I don't know if someone has ever said this to me before, but I know that I have heard it more times than I can count. How about you? New and creative ideas are coming at us all the time and this is how they can sound to us. The people creating the services are usually thinking up crazy new ideas and changing things, while we are usually trying to figure out how to make things manageable and predictable. For whatever reason, God has made the body of Christ to operate in such a way that production people and programming, music, drama, creative type people have to work together…very closely together, and yet we couldn't be more different.
If it were up to me, we would all think alike and all get along and skip off into the sunset together (well, maybe not that last part). Fortunately for you, me, them and everyone who attends our services, God has designed it completely different. He has designed things in such a way that we could work together to compliment each other's gifts. As production people, we are wired to creatively execute an idea, though there is probably someone better suited than you or I to generate the content of the idea. That's the way God intended it.
If we can have this perspective, we will begin hearing things in a different way. Instead of people asking for the impossible, we can hear a creative idea that needs a creative solution. The question is: what exactly does a creative solution look like? For me, I start by taking a look at my current resources (time, people, and money) and determine how to use them to pull off the idea. If my current reality doesn't allow the idea to happen, then I ask myself two questions:
How could we tweak the idea to make it possible with the resources we have? (If we alter some aspect of the idea, would it become possible with our current reality?)

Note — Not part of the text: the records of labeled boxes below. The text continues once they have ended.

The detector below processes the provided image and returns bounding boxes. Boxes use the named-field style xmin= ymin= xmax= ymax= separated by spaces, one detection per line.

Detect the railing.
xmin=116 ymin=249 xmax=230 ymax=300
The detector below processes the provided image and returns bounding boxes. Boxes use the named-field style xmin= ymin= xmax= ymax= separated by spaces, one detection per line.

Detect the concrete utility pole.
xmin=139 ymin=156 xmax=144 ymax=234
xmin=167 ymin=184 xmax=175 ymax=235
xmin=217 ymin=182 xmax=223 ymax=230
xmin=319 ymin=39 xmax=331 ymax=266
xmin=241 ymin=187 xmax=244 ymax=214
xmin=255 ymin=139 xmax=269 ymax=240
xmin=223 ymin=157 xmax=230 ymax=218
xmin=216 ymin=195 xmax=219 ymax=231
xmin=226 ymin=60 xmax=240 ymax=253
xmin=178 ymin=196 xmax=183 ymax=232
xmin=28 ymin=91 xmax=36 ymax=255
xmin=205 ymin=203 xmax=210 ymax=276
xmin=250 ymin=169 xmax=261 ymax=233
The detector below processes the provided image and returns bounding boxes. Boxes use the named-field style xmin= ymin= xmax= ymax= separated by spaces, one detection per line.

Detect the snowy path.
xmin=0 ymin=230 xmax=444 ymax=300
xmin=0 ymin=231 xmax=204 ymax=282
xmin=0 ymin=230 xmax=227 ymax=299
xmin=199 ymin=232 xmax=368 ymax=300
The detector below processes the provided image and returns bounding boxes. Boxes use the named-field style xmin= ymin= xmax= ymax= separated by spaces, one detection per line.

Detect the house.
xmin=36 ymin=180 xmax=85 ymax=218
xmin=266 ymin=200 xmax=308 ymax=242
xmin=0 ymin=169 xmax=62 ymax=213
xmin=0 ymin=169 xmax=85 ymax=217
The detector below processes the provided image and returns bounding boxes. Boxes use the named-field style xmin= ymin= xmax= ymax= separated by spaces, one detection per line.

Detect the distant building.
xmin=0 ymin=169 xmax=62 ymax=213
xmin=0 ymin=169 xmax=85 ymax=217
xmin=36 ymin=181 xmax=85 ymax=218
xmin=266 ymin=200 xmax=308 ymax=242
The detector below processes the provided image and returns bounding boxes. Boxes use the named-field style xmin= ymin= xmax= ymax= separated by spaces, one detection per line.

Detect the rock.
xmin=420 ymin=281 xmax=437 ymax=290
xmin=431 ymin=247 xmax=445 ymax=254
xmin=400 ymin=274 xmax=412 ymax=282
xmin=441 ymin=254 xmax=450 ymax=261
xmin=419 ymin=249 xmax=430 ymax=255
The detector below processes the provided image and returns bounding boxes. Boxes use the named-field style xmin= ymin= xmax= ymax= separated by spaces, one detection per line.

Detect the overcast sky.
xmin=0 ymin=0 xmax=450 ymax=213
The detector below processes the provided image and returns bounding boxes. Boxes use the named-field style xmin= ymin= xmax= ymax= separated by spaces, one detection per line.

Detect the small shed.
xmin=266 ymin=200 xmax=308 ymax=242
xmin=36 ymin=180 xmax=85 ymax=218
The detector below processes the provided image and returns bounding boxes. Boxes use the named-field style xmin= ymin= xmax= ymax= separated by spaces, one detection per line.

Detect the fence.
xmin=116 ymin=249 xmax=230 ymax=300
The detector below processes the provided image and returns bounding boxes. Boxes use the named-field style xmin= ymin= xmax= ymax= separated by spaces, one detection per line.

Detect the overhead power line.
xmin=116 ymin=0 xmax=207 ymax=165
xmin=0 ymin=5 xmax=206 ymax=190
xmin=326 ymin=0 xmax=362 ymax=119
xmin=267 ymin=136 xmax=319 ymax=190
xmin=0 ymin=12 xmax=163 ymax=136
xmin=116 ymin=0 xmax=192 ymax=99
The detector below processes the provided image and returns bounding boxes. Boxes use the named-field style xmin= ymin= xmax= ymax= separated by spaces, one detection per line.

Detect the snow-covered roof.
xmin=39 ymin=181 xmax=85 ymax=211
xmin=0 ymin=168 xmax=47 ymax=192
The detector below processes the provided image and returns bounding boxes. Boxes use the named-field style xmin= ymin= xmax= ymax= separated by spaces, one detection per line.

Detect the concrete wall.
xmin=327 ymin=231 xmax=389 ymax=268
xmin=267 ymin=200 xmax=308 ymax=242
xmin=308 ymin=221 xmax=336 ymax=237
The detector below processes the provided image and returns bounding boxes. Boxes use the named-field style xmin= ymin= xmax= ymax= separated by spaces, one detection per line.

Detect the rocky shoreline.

What resources would need to increase to make the idea a reality? (If I had more time, more people or more money, could we make the idea happen?)
These two questions have revolutionized how I feel about the new ideas coming at me and it has also revolutionized how I am perceived by the people presenting the idea. Instead of assuming that I am expected to pull off any idea within my current reality, I am now free to think of many more options that could make the idea possible. Now, instead of seemingly like someone who always says “no” to every new idea, I am entering the brainstorming process and bringing all my production creativity to the table. I am a team player.
The ideas won't stop coming (or at least they shouldn't). How we respond to them is within each of our control. God has called us to work together and that won't change. How we work together can change, and it is within our power to make better.